In theory, we could apply the decomposition framework as:
import ants.tests.stock as stock
import ants.decomposition as decomp
import numpy as np
def set_to_mean(acube):
"""Set the data to the mean of the input data"""
result = acube.copy()
result.data[:,:] = np.mean(acube.data)
return result
# create a sample cube
acube = ants.tests.stock.geodetic((2,2),data=[[1.,2.],[3.,4.]])
# apply function to the cube
result = decomp.decompose(set_to_mean, acube)
However, if we were then to subsequently run the code with a 2 by 2
decomposition - split the data into four pieces, once in the x direction, once
in the y direction - we would then be supplying the set_to_mean()

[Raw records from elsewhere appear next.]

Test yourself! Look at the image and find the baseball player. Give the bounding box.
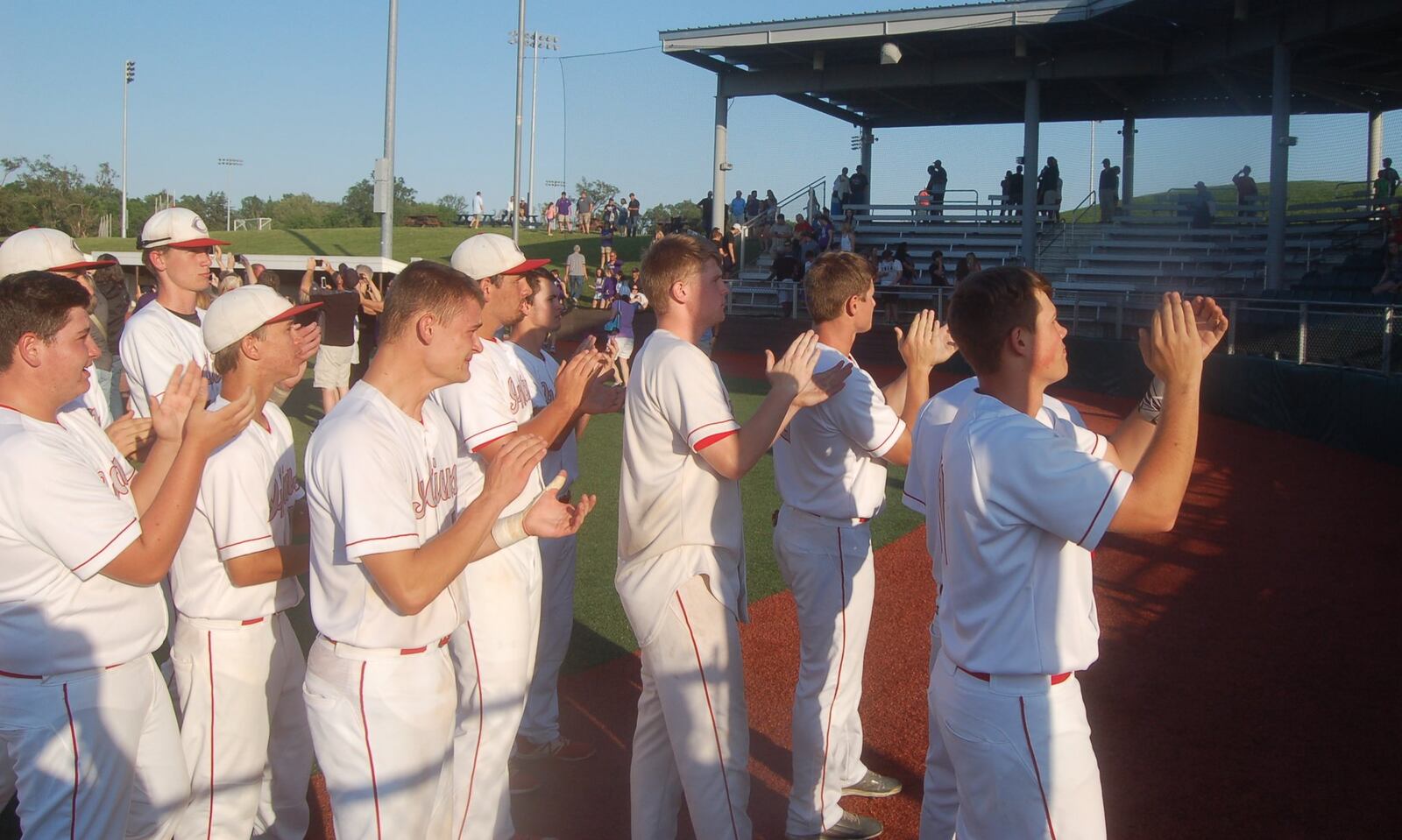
[0,227,152,457]
[927,266,1227,840]
[774,252,953,840]
[432,233,611,840]
[121,208,321,416]
[507,269,624,761]
[614,236,851,840]
[170,286,320,840]
[303,261,593,838]
[902,376,1085,840]
[0,272,252,838]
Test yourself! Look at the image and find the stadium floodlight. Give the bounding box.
[122,61,136,240]
[219,157,244,230]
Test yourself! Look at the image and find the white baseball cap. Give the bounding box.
[136,208,229,251]
[203,286,321,353]
[449,233,549,280]
[0,227,117,278]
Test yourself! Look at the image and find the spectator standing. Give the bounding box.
[843,164,872,206]
[575,189,594,233]
[300,257,360,416]
[1377,157,1402,199]
[1098,157,1122,223]
[628,192,641,236]
[1231,167,1260,219]
[565,245,589,303]
[925,160,949,216]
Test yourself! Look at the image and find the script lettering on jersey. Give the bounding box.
[506,376,530,415]
[268,467,297,522]
[96,459,131,498]
[414,457,457,519]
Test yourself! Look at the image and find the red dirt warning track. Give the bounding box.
[304,374,1402,840]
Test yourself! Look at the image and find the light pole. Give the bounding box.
[219,157,244,230]
[510,32,559,222]
[122,61,136,240]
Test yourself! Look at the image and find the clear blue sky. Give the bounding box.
[0,0,1402,208]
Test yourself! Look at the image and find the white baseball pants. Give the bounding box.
[301,637,457,840]
[520,534,577,744]
[0,656,189,840]
[932,653,1105,840]
[774,505,876,835]
[629,575,753,840]
[920,607,959,840]
[449,539,542,840]
[171,613,311,840]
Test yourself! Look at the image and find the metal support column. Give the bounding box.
[1266,44,1290,289]
[1022,79,1042,268]
[703,73,731,231]
[1363,110,1383,196]
[1120,116,1138,208]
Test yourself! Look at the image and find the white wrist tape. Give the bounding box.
[1138,376,1166,425]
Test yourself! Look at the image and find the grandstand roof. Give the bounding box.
[661,0,1402,128]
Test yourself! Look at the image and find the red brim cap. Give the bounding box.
[166,238,230,248]
[264,300,321,324]
[502,258,549,275]
[49,259,117,271]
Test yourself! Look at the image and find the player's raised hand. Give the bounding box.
[1193,294,1227,359]
[1140,292,1203,385]
[521,473,598,539]
[145,362,209,443]
[107,411,152,459]
[764,329,818,399]
[185,388,261,453]
[896,308,953,373]
[482,432,545,506]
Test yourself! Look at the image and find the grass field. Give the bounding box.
[283,374,921,673]
[79,227,652,269]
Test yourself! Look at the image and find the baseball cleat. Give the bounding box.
[843,770,900,800]
[516,735,598,761]
[783,810,886,840]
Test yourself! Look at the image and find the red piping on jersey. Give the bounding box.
[697,429,739,452]
[205,630,215,840]
[73,519,136,572]
[1018,697,1056,840]
[63,683,79,840]
[1075,469,1124,546]
[215,534,272,551]
[818,529,846,821]
[677,590,740,840]
[346,534,418,548]
[360,662,384,837]
[457,621,486,840]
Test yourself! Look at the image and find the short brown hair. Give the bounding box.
[0,271,91,373]
[215,324,268,376]
[638,233,720,314]
[949,265,1052,373]
[804,251,876,324]
[380,259,482,341]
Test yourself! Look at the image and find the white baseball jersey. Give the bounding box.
[306,380,458,648]
[506,342,579,491]
[614,329,748,645]
[121,300,219,416]
[0,408,166,674]
[900,376,1085,585]
[171,397,304,620]
[774,343,906,519]
[934,392,1133,674]
[429,338,545,516]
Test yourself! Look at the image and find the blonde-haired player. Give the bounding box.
[774,252,953,840]
[614,236,850,840]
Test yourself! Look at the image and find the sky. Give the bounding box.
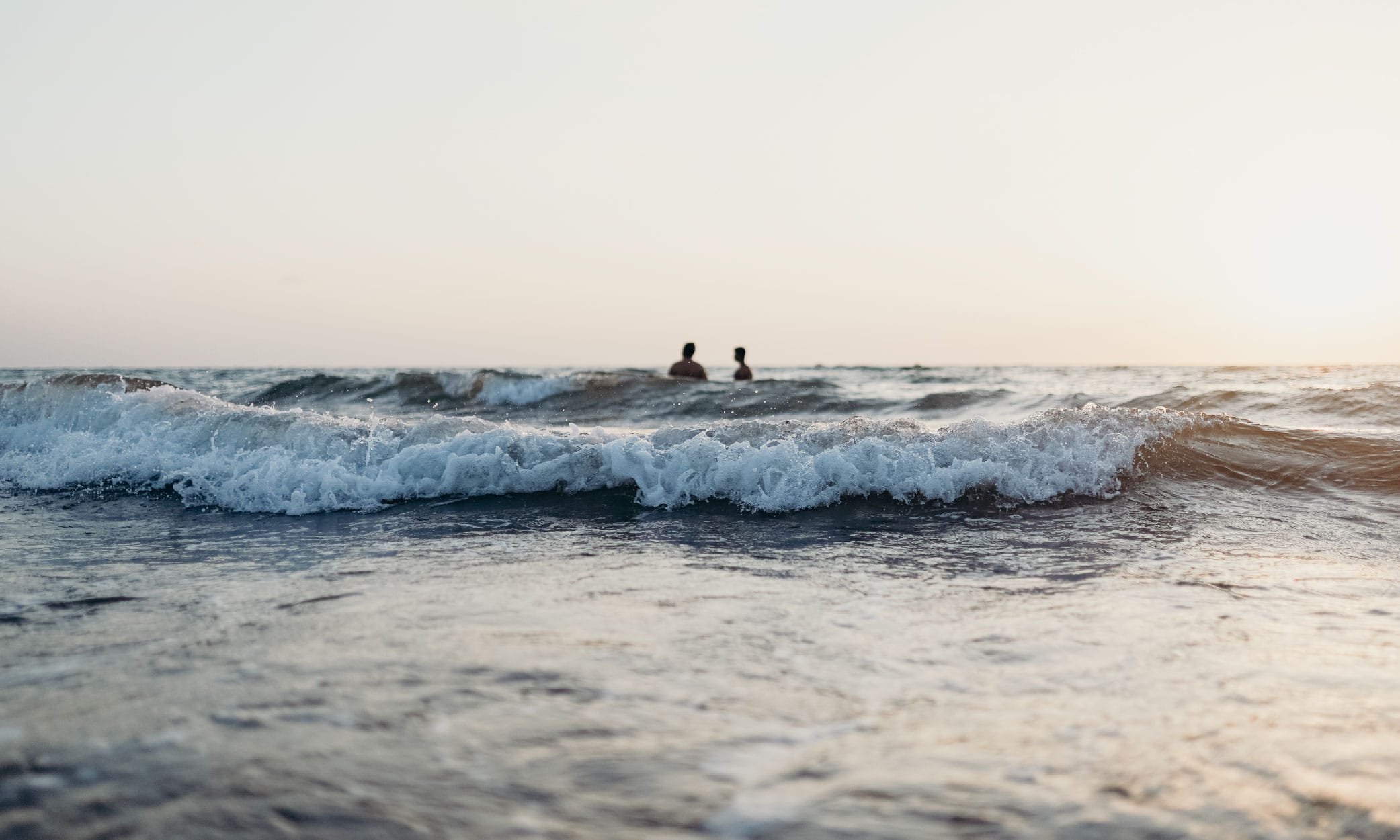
[0,0,1400,367]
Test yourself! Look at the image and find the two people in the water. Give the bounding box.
[671,341,753,380]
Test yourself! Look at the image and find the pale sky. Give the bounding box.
[0,0,1400,367]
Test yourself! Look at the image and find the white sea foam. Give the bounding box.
[477,374,583,406]
[0,384,1194,514]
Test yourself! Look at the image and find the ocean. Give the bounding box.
[0,367,1400,840]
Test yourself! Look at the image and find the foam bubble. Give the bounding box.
[0,384,1194,514]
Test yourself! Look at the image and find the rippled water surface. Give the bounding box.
[0,367,1400,839]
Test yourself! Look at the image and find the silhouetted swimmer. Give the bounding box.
[671,341,708,380]
[733,347,753,380]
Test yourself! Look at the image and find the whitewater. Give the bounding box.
[0,360,1400,840]
[0,378,1198,514]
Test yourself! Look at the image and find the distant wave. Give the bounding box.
[243,370,899,421]
[0,380,1217,514]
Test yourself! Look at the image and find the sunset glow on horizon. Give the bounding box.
[0,1,1400,367]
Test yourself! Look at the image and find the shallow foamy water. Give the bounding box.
[0,371,1400,839]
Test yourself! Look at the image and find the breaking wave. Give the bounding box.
[0,376,1227,514]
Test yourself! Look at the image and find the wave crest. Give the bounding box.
[0,382,1205,514]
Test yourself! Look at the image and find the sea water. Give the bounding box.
[0,367,1400,839]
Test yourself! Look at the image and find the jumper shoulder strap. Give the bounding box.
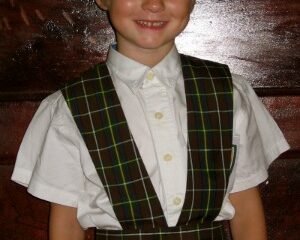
[62,55,234,240]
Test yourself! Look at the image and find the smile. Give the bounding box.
[136,20,166,28]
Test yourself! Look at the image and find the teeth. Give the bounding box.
[138,21,164,27]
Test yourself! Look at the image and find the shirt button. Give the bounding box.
[173,197,181,206]
[154,112,164,120]
[146,72,154,80]
[164,153,173,162]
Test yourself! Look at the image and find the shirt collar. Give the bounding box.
[107,45,182,88]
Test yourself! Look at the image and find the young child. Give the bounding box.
[12,0,289,240]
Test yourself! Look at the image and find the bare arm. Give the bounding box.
[49,203,84,240]
[229,187,267,240]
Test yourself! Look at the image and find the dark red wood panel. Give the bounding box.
[0,96,300,164]
[260,158,300,240]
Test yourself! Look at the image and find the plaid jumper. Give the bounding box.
[61,55,234,240]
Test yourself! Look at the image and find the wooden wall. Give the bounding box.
[0,0,300,240]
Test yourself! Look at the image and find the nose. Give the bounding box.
[142,0,165,12]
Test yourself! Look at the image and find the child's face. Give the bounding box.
[96,0,195,54]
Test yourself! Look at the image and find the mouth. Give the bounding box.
[136,20,167,29]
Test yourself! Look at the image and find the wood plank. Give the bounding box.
[260,158,300,240]
[0,96,300,164]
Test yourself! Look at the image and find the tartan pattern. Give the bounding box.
[62,55,233,239]
[96,222,225,240]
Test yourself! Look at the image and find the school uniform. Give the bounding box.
[12,47,289,239]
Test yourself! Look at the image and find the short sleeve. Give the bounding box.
[11,91,84,207]
[230,75,289,192]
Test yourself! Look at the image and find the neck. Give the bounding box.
[118,44,174,68]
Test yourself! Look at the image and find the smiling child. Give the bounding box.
[12,0,289,240]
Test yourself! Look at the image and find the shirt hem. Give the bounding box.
[10,168,32,187]
[27,183,78,208]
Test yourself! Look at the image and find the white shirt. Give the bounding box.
[12,47,289,229]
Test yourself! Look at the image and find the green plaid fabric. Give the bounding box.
[62,55,233,239]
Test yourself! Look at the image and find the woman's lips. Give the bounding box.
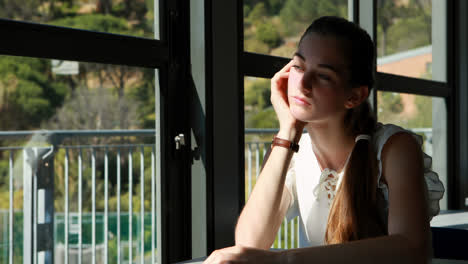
[293,96,310,105]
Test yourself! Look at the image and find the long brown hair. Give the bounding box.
[301,17,387,244]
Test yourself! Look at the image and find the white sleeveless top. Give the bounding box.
[285,123,445,247]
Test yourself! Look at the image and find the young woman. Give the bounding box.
[205,17,444,263]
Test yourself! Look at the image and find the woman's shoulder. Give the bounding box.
[372,123,423,160]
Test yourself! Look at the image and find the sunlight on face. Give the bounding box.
[288,34,348,122]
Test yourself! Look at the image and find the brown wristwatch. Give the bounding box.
[271,136,299,152]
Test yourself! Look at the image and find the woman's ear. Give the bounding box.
[345,85,369,109]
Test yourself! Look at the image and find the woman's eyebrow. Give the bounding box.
[318,63,341,74]
[293,51,305,61]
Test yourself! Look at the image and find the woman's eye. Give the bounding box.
[318,74,331,81]
[292,65,302,71]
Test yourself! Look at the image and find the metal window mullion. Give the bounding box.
[284,218,289,249]
[376,72,452,97]
[151,147,156,263]
[91,148,96,264]
[5,150,14,264]
[64,148,69,264]
[78,148,83,264]
[291,219,296,248]
[117,148,121,264]
[0,18,168,68]
[33,148,38,264]
[104,148,109,263]
[247,143,252,196]
[140,146,145,264]
[255,142,260,179]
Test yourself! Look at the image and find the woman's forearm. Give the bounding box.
[279,235,428,264]
[236,147,293,249]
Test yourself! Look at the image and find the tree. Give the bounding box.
[0,57,68,130]
[256,22,281,49]
[377,0,399,56]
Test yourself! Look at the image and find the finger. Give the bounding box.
[278,60,294,73]
[271,71,290,82]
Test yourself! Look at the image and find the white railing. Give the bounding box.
[0,130,156,264]
[0,128,432,264]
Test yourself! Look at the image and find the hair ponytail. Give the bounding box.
[325,101,386,244]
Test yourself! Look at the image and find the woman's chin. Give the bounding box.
[290,107,313,122]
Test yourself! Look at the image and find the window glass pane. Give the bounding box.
[244,0,348,57]
[0,56,156,263]
[0,0,157,38]
[377,92,447,210]
[377,0,446,81]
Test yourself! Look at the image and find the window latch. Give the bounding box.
[174,134,185,150]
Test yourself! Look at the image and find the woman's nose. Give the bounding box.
[300,72,312,94]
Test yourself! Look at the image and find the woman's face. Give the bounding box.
[288,33,351,122]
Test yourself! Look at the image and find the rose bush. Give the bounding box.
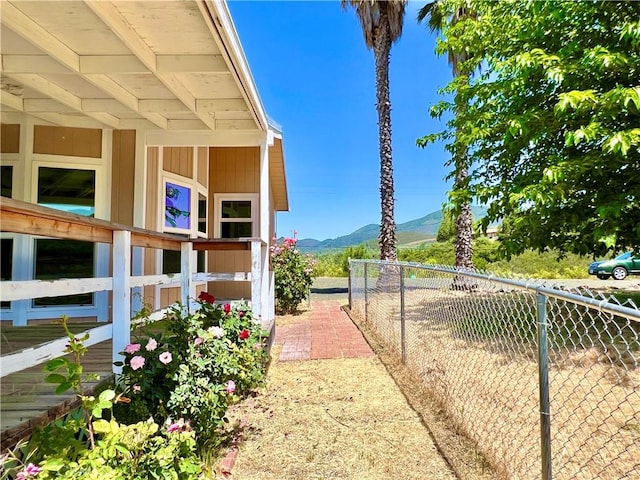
[116,292,267,448]
[0,293,268,480]
[270,232,316,314]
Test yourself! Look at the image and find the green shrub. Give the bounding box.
[115,293,267,449]
[271,238,315,314]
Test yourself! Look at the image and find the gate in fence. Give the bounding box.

function with incomplete data for the needs of its operation. In this case,
the resulting data would be [[1.,2.],[3.,4.]], which is not the desired
result.
Testing#
When using decomposition it is important to test thoroughly. As a general rule we recommend testing with each of the following configurations as a minimum:
[ants_decomposition]
x_split = 0
y_split = 0
This configuration disables the decomposition, and should give you the same result as if you had not run the routine through the decomposition in the first place.
[ants_decomposition]
x_split = 1
y_split = 1
This configuration turns on the decomposition, but results in a single “piece” being fed through the decomposition framework. If things are working correctly this should produce the same result as the split = 0 configuration previously.
[ants_decomposition]
x_split = 2
y_split = 2
This configuration turns on the decomposition splitting the data into a 2 by 2 mosaic of pieces. Again, if things are working correctly you should get the same result as the split = 0 configuration previously. If not, then you need to investigate the underlying cause - most likely that your function cannot be decomposed in this way.